Many techniques are used to stage a property. De-cluttering, depersonalizing, updating old or unattractive fixtures, painting, furniture rearrangement, rental furniture and accessorizing are just some of the changes used to make a home more appealing to potential buyers.
Since a typical home buyer decides if they are attracted to a home or not in the first 8 seconds, curb appeal is generally viewed as a vital aspect of the staging process. Therefore, curb appeal, the practice of improving a home’s exterior appeal, is used alongside interior improvements.
It has been shown that homes containing furniture and accessories sell more quickly than vacant homes, because the potential buyers realize what can actually be done with the place. They may realize that the room is actually a lot larger than it would look without furnishings. Rental of furniture and decorative accessories is a common solution when selling brand new properties that have never been occupied, or those where homeowners have already vacated the property.
Spaciousness and light often determine the success of a staged home. Typically, the larger a room appears, the better it will seem to home buyers. Dark, tight spaces create a poor impression and may prevent the home from selling. Furniture layouts should create an impression of openness and comfort. Non-essential items should be removed to minimize crowding and clutter. Opening curtains and blinds to let in natural light and turning on interior and exterior lights at nighttime are also common staging techniques.

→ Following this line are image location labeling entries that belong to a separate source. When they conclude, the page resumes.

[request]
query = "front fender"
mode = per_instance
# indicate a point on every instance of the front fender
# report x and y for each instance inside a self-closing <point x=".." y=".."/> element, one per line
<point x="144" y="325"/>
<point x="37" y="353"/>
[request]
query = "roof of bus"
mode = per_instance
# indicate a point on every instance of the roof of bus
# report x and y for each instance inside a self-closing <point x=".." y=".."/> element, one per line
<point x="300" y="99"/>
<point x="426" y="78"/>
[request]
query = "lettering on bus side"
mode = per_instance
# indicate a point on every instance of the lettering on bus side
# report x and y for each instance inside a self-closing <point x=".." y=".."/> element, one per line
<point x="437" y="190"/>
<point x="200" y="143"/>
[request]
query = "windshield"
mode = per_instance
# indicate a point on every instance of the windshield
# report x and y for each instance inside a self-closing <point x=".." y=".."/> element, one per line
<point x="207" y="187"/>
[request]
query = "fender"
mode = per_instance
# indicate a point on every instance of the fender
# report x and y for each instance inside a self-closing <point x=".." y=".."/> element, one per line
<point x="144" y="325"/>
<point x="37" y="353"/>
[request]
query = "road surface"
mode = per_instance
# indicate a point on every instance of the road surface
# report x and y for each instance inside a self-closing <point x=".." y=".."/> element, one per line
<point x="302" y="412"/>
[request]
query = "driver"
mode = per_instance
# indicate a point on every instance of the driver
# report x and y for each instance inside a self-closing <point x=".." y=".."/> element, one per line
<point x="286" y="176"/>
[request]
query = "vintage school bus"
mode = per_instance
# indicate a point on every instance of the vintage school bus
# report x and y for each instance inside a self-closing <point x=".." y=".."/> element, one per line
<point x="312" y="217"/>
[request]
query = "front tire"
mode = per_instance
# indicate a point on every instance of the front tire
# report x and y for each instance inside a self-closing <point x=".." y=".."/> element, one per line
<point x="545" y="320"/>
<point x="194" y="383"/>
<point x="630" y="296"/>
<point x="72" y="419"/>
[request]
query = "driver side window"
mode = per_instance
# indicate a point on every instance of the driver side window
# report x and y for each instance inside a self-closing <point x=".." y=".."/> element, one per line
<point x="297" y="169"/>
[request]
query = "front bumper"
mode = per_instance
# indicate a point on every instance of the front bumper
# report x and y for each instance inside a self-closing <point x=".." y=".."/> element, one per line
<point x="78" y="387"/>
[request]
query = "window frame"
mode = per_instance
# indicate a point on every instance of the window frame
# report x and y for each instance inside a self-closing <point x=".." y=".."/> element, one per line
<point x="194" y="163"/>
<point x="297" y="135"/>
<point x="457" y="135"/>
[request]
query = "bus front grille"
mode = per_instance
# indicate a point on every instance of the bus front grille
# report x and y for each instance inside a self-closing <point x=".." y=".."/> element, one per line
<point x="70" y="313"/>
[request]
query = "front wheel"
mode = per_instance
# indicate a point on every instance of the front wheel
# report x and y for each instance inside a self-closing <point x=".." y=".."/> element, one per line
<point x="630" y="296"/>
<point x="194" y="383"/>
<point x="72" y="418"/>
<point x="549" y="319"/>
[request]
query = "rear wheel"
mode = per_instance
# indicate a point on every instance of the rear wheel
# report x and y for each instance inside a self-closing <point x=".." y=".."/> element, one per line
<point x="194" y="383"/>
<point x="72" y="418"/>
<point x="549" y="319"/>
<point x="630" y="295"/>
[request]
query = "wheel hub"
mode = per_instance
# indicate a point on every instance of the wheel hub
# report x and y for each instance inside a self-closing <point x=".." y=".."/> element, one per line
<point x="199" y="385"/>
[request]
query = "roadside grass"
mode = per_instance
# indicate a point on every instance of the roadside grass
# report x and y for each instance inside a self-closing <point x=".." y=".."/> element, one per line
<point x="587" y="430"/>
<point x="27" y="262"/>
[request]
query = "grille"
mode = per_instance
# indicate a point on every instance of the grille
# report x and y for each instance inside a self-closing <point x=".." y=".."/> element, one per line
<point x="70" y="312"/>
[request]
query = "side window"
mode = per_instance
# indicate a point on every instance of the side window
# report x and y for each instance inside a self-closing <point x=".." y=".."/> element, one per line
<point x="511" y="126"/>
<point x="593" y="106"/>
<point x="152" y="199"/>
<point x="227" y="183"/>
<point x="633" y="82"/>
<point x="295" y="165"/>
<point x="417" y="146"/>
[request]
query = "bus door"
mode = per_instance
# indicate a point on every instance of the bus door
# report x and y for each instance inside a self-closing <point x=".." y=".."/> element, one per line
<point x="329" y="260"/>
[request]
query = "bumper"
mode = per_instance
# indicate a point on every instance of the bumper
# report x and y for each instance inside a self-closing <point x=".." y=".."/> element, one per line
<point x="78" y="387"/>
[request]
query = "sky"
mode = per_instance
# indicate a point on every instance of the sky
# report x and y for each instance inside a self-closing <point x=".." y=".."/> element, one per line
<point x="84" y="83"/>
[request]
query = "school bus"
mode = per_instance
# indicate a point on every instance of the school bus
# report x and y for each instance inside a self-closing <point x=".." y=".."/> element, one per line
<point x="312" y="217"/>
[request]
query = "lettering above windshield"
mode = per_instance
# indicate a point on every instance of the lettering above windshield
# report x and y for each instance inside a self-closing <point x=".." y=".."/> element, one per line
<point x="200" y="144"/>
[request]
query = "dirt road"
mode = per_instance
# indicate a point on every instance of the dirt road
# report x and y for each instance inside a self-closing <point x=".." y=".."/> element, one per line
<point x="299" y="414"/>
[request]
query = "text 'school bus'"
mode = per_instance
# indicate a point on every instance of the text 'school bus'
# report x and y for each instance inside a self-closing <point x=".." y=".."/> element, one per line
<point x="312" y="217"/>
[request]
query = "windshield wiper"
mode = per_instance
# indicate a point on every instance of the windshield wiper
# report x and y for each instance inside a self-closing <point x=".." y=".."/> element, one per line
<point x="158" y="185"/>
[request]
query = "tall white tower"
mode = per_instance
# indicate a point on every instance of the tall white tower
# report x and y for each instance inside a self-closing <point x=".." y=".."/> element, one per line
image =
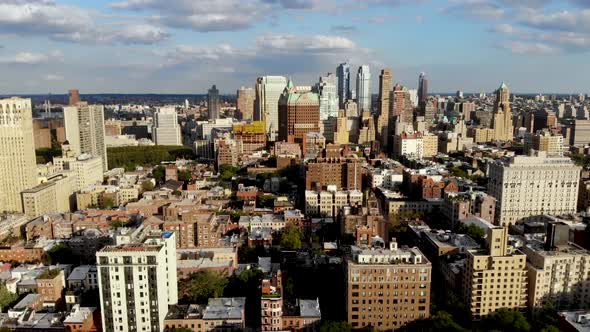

One school of thought suggests that wall treatments and flooring are most appealing when presented in neutral colors and subtle patterns. Paint colors should be neutral whenever possible, as bright or bold colors and strong patterns detract from the universal appeal of a space.
Religious items, personal photos, awards, certificates and cultural items are often removed to downplay the presence of current homeowners. This helps potential home buyers to not only feel more at ease during viewings, but allows them to focus on the property itself while also imagining their own belongings in the space.